The foregoing description is merely illustrative in nature and is in no way intended to limit the disclosure, its application, or uses. The broad teachings of the disclosure can be implemented in a variety of forms. Therefore, while this disclosure includes particular examples, the true scope of the disclosure should not be so limited since other modifications will become apparent upon a study of the drawings, the specification, and the following claims. It should be understood that one or more steps within a method may be executed in different order (or concurrently) without altering the principles of the present disclosure. Further, although each of the embodiments is described above as having certain features, any one or more of those features described with respect to any embodiment of the disclosure can be implemented in and/or combined with features of any of the other embodiments, even if that combination is not explicitly described. In other words, the described embodiments are not mutually exclusive, and permutations of one or more embodiments with one another remain within the scope of this disclosure.
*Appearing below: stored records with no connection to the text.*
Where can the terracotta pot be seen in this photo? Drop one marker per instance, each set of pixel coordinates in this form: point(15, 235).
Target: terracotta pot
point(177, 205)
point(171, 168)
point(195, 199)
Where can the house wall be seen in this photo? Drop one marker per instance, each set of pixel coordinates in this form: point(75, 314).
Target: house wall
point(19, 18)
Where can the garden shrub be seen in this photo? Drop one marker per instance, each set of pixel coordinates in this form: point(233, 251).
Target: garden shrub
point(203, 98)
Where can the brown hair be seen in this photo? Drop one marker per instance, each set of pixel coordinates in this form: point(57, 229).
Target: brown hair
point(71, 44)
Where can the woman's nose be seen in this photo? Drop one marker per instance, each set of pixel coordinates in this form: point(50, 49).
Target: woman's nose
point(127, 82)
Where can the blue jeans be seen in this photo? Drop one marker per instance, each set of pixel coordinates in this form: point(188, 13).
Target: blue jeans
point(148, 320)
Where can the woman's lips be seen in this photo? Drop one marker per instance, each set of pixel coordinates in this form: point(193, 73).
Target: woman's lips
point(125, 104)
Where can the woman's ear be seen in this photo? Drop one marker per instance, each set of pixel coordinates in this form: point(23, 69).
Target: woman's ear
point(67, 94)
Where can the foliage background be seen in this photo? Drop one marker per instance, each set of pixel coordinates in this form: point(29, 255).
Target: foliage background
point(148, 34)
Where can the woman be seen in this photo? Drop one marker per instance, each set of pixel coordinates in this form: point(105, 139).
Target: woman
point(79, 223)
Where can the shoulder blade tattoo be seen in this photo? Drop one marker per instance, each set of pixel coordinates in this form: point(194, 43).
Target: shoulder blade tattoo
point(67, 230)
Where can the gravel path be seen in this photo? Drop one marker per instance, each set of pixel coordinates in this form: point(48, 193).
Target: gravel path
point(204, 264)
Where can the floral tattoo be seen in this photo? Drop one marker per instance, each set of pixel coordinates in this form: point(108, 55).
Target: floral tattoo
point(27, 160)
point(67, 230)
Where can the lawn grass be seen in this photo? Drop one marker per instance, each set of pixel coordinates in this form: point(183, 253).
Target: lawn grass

Spatial and functional relationships between elements (for example, between modules, circuit elements, semiconductor layers, etc.) are described using various terms, including “connected,” “engaged,” “coupled,” “adjacent,” “next to,” “on top of,” “above,” “below,” and “disposed.” Unless explicitly described as being “direct,” when a relationship between first and second elements is described in the above disclosure, that relationship can be a direct relationship where no other intervening elements are present between the first and second elements, but can also be an indirect relationship where one or more intervening elements are present (either spatially or functionally) between the first and second elements. As used herein, the phrase at least one of A, B, and C should be construed to mean a logical (A OR B OR C), using a non-exclusive logical OR, and should not be construed to mean “at least one of A, at least one of B, and at least one of C.”
In the figures, the direction of an arrow, as indicated by the arrowhead, generally demonstrates the flow of information (such as data or instructions) that is of interest to the illustration. For example, when element A and element B exchange a variety of information but information transmitted from element A to element B is relevant to the illustration, the arrow may point from element A to element B. This unidirectional arrow does not imply that no other information is transmitted from element B to element A. Further, for information sent from element A to element B, element B may send requests for, or receipt acknowledgements of, the information to element A.